Brunell's knack for making plays remains
Mark Brunell knows the question's inevitably on its way. Before every game, during every interview, the numbers on his birth certificate...
Seattle Times staff reporter
ASHBURN, Va. — Mark Brunell knows the question's inevitably on its way. Before every game, during every interview, the numbers on his birth certificate — 9-17-1970 — are as important as the numbers that usually define the value of a football player.
He's old, OK. Close to ancient as far as NFL quarterbacks are concerned.
Old enough to play for Don James at the University of Washington. Old enough to start his NFL career under Mike Holmgren in his second season as coach of the Green Bay Packers. Old enough to play for 13 seasons and 147 games and pass for more than 30,000 yards.
So it didn't surprise Brunell, 35, when he heard the age-old — or is it old-age? — question again Tuesday. He even managed to deflect it before the person finished asking.
"Thank you," Brunell said. "I knew that one was coming."
For two years now Brunell has heard the whispers that he's past his prime. They started shortly before Joe Gibbs traded for Brunell from Jacksonville because he didn't believe the rumors, because he saw the Brunell that made five Pro Bowls (two as an alternate) and set 43 team records for the Jaguars.
Speaking from his home in California on Tuesday, Brunell's college coach summed the here-to-now in four words.
"Joe Gibbs just believed," Don James said.
Brunell started the first nine games last season, completed less than half his passes, posted his lowest quarterback rating since his second season in Green Bay. Washington finished 6-10.
The old coach's belief in the old quarterback didn't matter anymore. Patrick Ramsey would be the starting quarterback. Brunell would pass on the wisdom of experience.
"We didn't have a great season last year," tackle Chris Samuels said. "A lot of people got down on him for that. He's proven those guys wrong this season."
This has been the season where Mark Brunell has done enough. The old man has the starting job, more touchdowns and a better completion percentage and quarterback rating than a season ago.
He has played injured, returning from a knee injury late in the season against Philadelphia when Washington needed a win to stay alive in the playoff race. He's been a leader. And now he's coming back to Seattle, where they remember him for Rose Bowl wins and Huskies glory.
James remembers Brunell well. Remembers the quarterback from California he rated higher than Todd Marinovich. Remembers the spring practice when Brunell tore up his knee — "the most sickening injury I've ever been around," James said. Remembers the game against Purdue, one of Brunell's first starts, when he lined up one play under guard — "all those butts look the same," James reasoned.
Holmgren remembers, too. Remembers the way Brunell used his legs as weapons. Remembers Brunell's innate ability to accelerate out of the pocket and into the open field.
"He was a smart, team player," James said. "He was everything you would want in a quarterback. He wasn't a blowhard, but he didn't lack in confidence."
Brunell might have lost some of the legs along the way, but he never lost that confidence.

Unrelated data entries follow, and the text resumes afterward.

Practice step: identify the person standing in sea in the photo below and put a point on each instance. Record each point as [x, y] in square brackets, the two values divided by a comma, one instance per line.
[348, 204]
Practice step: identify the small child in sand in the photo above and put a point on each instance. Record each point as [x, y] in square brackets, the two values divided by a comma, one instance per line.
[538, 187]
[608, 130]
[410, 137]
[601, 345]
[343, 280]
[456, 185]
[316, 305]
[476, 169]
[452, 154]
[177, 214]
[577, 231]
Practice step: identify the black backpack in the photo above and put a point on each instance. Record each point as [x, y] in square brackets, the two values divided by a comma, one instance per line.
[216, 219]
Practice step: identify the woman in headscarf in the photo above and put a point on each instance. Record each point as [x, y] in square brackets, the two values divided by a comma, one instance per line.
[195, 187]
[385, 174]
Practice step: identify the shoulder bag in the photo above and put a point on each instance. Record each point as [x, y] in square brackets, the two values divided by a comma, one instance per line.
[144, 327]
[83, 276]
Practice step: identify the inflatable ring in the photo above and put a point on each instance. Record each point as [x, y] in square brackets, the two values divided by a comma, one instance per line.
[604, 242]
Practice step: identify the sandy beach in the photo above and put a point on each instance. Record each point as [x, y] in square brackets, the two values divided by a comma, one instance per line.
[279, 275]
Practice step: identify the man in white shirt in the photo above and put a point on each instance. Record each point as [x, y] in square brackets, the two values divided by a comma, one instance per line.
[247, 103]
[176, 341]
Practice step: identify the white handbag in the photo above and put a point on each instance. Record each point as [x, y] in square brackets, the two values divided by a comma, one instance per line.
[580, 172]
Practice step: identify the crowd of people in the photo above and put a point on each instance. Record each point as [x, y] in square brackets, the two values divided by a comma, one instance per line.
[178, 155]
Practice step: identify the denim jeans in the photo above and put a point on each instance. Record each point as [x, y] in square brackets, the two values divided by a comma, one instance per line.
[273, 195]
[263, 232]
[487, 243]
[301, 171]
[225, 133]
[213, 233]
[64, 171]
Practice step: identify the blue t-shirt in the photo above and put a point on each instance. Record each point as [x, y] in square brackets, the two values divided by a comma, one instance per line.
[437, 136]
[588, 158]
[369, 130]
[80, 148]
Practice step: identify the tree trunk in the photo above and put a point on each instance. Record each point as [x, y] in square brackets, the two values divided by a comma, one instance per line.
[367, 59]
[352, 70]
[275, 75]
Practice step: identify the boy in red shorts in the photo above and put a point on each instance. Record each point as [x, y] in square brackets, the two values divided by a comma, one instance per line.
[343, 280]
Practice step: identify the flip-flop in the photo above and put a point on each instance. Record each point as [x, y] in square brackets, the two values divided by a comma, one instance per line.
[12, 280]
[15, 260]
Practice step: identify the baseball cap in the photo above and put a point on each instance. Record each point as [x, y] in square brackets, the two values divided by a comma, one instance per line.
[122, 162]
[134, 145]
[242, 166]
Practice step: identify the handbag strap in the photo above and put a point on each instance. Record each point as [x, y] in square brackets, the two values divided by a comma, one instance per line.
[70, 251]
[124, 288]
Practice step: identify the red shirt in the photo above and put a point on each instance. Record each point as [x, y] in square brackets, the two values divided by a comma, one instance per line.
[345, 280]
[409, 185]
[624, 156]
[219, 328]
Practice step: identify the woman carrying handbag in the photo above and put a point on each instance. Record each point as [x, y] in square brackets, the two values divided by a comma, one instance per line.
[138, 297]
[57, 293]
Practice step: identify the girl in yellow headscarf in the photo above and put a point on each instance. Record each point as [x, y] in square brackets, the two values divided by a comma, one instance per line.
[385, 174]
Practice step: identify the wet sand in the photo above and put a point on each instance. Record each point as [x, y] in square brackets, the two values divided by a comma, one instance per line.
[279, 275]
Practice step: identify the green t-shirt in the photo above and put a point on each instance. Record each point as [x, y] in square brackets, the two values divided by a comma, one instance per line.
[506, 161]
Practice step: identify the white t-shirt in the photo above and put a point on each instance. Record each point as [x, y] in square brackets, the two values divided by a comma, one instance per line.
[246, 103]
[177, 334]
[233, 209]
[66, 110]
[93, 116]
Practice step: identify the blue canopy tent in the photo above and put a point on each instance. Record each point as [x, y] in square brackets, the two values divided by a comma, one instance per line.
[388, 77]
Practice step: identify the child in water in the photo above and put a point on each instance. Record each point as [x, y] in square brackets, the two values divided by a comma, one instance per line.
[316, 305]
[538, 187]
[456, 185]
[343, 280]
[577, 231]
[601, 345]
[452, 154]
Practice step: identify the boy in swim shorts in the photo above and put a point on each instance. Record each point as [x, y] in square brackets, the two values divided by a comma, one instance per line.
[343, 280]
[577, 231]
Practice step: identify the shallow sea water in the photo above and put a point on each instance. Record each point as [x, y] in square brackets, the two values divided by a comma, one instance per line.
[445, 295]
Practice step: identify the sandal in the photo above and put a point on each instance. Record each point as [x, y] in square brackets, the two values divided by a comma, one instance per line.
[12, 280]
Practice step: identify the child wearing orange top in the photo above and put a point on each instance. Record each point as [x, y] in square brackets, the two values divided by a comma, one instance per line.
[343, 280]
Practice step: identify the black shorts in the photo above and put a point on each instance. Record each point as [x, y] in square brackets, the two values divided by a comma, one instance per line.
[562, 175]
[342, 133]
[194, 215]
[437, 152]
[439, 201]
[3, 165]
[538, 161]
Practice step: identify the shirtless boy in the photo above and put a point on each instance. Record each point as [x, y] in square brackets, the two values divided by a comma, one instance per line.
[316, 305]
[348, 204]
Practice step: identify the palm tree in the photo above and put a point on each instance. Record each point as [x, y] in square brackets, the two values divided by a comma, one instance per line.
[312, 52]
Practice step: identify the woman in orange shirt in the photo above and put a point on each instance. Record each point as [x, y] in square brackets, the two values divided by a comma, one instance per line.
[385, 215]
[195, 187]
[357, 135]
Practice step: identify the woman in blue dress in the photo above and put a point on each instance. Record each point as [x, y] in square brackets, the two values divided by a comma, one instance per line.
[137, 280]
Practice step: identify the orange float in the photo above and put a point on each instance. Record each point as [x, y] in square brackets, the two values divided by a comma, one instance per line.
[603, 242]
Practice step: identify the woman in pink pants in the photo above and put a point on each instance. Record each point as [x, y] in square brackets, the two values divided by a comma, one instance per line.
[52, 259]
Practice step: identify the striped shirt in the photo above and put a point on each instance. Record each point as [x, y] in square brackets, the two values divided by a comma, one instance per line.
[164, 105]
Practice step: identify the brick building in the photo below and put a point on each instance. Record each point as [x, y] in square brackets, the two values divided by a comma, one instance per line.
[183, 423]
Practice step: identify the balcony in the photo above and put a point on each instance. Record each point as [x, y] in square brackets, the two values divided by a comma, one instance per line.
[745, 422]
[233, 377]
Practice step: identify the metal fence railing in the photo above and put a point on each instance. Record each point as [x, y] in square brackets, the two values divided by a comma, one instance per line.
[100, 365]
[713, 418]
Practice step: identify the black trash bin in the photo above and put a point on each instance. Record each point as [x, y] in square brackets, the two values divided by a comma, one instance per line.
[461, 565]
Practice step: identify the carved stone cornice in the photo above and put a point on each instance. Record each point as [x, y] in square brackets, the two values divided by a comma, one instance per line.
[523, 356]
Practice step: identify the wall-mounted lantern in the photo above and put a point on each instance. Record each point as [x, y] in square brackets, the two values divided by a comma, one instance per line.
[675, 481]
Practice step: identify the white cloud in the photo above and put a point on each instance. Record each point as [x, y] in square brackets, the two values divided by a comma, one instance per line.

Not last season. And not last week, in the playoffs against the top-ranked defense of Tampa Bay.
Age completed 7 of 15 passes for 41 yards, while Washington set an NFL low for a winning playoff team with 120 yards. Beauty hopes to return this week against an improved Seahawks defense that won't remind anyone of Tampa Bay.
Brunell did not fall back on excuses afterward. Even Tuesday he said his leg felt fine against the Buccaneers, fine this week. That's part of being a leader, part of being Mark Brunell.
"People are going to say what they want to say," receiver Santana Moss said. "It sells. It's real nice to see him be the Mark Brunell he's always been. You can't change his name or change what he's done over one year."
Brunell knows as well as anyone that Gibbs won three Super Bowls with three quarterbacks — Joe Theismann, Doug Williams and Mark Rypien — over 30. He also knows that any quarterback over 30 is running out of chances.
That's why he ducked a question directed at his year specifically — "I don't want to" — but still addressed what this season means.
"There are a lot of reasons you go into these games wanting to win," Brunell said. "For me, [knowing time is running out] is one of them. The biggest thing is to do it for the team. The opportunity may not come again. It's good to be playing again. It's good to be having success.
"You think about all that when the season is over. When you can sit down and reflect and realize how special this year has been."
With that, Brunell exited the media room having answered the familiar question wearing unfamiliar colors. Washington State colors. Or close enough.
"I try not to think about it, but yes, it is maroon," Brunell said. "Hopefully [Saturday] we'll be wearing all white [uniforms]."